A ‘self-eating’ rocket engine which could place small satellites in orbit more easily and more affordably is under development at universities in Scotland and Ukraine.

Engineers from the University of Glasgow and Oles Honchar Dnipro National University in Ukraine discuss how they have built, fired, and for the first time throttled up and down an ‘autophage’ engine which could change how small satellites are sent into space.

Today, most rockets use tanks to store their propellant as they climb, and the weight of the tanks is usually many times greater than the weight of the useful payload. This reduces the efficiency of the launch vehicle, and also contributes to the problem of space debris.

However, a launch vehicle powered by an autophage engine would consume its own structure during ascent, so more cargo capacity could be freed-up and less debris would enter orbit.

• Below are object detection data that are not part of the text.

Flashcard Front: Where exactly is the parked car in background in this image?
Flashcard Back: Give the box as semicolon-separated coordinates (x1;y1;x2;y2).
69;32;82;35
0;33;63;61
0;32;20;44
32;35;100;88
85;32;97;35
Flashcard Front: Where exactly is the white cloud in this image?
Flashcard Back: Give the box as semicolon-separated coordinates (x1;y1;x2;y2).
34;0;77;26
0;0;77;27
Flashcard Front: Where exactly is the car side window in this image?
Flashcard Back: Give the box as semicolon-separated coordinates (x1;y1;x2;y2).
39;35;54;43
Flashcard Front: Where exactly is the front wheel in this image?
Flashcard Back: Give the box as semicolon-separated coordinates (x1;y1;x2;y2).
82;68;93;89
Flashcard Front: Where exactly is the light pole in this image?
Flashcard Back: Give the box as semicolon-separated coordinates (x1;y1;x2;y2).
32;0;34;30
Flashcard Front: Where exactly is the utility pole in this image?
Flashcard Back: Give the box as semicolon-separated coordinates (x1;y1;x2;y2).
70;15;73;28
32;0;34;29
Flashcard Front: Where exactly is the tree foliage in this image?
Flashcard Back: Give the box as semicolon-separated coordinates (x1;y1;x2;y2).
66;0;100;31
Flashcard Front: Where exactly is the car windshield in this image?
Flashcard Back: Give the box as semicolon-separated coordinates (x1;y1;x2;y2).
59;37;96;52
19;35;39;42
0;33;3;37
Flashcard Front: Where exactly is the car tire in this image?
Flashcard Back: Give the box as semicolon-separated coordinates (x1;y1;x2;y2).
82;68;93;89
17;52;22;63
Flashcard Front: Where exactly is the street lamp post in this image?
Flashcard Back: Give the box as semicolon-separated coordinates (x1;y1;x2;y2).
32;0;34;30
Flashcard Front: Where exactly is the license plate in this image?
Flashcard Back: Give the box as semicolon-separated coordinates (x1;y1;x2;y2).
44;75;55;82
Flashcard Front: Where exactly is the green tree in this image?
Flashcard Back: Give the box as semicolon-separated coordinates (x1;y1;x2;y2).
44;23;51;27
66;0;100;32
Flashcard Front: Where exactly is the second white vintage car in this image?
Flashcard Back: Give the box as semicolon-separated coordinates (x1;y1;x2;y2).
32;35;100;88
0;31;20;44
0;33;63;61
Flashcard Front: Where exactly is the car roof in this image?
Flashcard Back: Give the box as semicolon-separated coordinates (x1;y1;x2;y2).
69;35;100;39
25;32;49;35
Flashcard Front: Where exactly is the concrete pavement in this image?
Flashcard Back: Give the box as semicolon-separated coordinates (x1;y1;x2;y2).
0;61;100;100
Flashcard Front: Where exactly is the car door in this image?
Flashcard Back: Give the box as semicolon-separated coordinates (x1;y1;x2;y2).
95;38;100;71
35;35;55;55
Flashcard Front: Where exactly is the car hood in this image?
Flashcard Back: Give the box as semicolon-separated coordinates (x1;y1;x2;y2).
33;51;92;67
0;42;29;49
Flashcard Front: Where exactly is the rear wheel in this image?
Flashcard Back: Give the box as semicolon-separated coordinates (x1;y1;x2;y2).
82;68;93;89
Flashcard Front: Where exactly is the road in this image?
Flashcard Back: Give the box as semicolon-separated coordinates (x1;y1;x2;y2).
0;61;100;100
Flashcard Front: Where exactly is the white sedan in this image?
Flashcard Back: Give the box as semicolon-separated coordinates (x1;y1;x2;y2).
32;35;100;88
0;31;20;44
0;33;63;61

Journal of Spacecraft and Rockets- Autophage Engines: Toward a Throttleable Solid Motor

Rockets have about 1-5% of their mass as payload. Getting rid of the fuel tank structure completely can enable more payload and less inert mass.

The autophage engine consumes a propellant rod which has solid fuel on the outside and oxidizer on the inside. The solid fuel is a strong plastic, such as polyethylene, so the rod is effectively a pipe full of powdered oxidizer. By driving the rod into a hot engine, the fuel and oxidizer can be vaporized into gases that flow into the combustion chamber. This produces thrust, as well as the heat required to vaporize the next section of propellant.

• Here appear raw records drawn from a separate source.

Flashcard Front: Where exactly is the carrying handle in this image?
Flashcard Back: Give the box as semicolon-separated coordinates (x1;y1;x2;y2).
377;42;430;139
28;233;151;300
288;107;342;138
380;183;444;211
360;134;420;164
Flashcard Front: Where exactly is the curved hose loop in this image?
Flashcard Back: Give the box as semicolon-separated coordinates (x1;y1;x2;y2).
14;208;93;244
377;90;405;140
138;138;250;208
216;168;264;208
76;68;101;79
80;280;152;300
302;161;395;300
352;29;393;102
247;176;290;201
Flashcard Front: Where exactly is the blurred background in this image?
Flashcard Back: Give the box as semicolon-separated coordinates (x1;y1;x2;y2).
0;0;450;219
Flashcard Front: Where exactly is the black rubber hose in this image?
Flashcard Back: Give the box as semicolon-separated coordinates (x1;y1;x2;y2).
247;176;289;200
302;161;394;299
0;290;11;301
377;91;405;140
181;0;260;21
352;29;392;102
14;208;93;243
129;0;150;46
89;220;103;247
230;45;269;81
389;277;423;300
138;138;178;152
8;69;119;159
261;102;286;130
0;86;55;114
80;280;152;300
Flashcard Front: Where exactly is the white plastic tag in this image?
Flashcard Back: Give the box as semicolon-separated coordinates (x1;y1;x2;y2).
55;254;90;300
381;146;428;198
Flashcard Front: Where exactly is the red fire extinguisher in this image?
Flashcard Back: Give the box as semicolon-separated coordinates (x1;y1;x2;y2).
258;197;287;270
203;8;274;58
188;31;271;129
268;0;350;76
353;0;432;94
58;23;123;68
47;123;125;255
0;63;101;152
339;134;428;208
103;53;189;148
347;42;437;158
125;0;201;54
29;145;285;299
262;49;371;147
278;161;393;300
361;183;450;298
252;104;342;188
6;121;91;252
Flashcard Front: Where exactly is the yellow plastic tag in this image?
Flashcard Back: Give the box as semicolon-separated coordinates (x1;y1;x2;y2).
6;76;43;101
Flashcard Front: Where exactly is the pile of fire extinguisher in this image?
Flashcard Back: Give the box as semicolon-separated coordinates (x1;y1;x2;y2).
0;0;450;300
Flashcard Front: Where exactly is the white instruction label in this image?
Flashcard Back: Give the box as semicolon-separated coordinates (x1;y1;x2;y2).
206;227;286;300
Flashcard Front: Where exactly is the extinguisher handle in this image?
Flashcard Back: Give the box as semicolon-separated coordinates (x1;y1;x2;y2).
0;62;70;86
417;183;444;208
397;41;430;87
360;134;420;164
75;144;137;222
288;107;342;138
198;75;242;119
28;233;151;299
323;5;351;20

Simply by varying the speed at which the rod is driven into the engine, the researchers have shown that the engine can be throttled – a rare capability in a solid motor. Currently, the team have sustained rocket operations for 60 seconds at a time in their lab tests.

“A rocket powered by an autophage engine would be different. The propellant rod itself would make up the body of the rocket, and as the vehicle climbed the engine would work its way up, consuming the body from base to tip.

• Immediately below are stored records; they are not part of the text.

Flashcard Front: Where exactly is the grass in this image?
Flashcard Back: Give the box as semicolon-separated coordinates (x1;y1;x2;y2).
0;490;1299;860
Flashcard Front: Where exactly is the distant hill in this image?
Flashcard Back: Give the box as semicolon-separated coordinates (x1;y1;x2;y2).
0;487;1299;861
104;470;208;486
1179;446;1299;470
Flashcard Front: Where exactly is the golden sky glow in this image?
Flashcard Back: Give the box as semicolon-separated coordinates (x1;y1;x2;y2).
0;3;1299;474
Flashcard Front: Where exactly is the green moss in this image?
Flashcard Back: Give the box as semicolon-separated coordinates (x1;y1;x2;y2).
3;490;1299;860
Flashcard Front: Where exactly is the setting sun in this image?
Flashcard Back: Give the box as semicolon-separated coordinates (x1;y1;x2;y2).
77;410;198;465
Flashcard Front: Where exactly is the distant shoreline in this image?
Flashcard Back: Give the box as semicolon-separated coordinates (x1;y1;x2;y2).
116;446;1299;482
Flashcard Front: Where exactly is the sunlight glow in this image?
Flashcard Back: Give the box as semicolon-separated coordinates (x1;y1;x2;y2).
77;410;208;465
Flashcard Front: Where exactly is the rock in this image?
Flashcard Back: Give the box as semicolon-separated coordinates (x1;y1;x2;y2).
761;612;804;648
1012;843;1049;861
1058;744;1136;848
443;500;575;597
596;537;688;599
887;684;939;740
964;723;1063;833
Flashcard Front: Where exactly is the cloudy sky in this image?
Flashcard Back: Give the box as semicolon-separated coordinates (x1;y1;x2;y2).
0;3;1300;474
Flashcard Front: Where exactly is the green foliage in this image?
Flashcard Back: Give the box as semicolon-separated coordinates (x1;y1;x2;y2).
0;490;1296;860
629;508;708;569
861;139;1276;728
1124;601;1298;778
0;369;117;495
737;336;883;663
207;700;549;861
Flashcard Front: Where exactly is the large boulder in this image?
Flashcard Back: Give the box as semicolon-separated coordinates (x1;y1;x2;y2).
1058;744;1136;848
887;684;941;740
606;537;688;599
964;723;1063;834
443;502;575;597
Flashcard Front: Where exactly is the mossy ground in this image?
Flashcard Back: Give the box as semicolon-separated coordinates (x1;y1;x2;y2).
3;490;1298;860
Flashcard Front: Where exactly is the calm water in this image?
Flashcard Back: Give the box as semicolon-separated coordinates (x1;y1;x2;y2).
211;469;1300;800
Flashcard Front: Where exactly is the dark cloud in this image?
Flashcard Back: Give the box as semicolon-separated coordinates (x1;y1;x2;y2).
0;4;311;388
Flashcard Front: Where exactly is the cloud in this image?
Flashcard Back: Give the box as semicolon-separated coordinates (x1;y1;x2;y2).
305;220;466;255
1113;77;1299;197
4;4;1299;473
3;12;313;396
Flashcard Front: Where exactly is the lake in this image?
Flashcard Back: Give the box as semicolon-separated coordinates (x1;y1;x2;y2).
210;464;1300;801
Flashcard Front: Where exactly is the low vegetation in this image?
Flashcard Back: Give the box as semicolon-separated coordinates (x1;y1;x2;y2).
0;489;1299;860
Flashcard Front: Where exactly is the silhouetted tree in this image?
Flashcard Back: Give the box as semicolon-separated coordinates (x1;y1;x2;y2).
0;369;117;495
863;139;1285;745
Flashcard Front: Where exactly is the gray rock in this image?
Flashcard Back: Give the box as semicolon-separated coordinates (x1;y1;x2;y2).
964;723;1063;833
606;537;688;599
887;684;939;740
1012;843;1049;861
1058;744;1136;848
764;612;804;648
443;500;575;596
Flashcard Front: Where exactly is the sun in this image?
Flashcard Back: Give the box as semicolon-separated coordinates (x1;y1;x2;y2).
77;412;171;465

“That would mean that the rocket structure would actually be consumed as fuel, so we wouldn’t face the same problems of excessive structural mass. We could size the launch vehicles to match our small satellites, and offer more rapid and more targeted access to space.

“While we’re still at an early stage of development, we have an effective engine testbed in the laboratory in Dnipro, and we are working with our colleagues there to improve it still further. The next step is to secure further funding to investigate how the engine could be incorporated into a launch vehicle.

Abstract

This paper describes the instrumented test firing of a rocket that seeks to combine the throttleability of a liquid-fueled engine with the simplicity of a solid motor. The concept is that a differentiated fuel and oxidizer rod is forced into a vaporization unit where its constituents transition into separate propellant gases, which are then mixed in a combustion chamber. The vaporization unit is heated by the combustion, and the throttle setting is adjusted by changing the force used to drive the solid propellant rod into the vaporizer, which naturally influences the propellant feed rate. In experiments using a solid propellant rod consisting of polypropylene fuel and a 1∶1.5 mixture of NH4ClO4 and NH4NO3 oxidizer, operations have been sustained for around 60 s. During testing, using propellant feed forces of between 250 and 900 N, propellant feed rates of between 100 and 300 mm/min have been achieved, which are in turn correlated to chamber pressures of between approximately 300 and 700 kPa. These correlated cycles of control input (the feed force), throttle response (the propellant feed rate), and implied thrust (the chamber pressure) demonstrate, for the first time, a simple solid rocket that can be throttled in real time.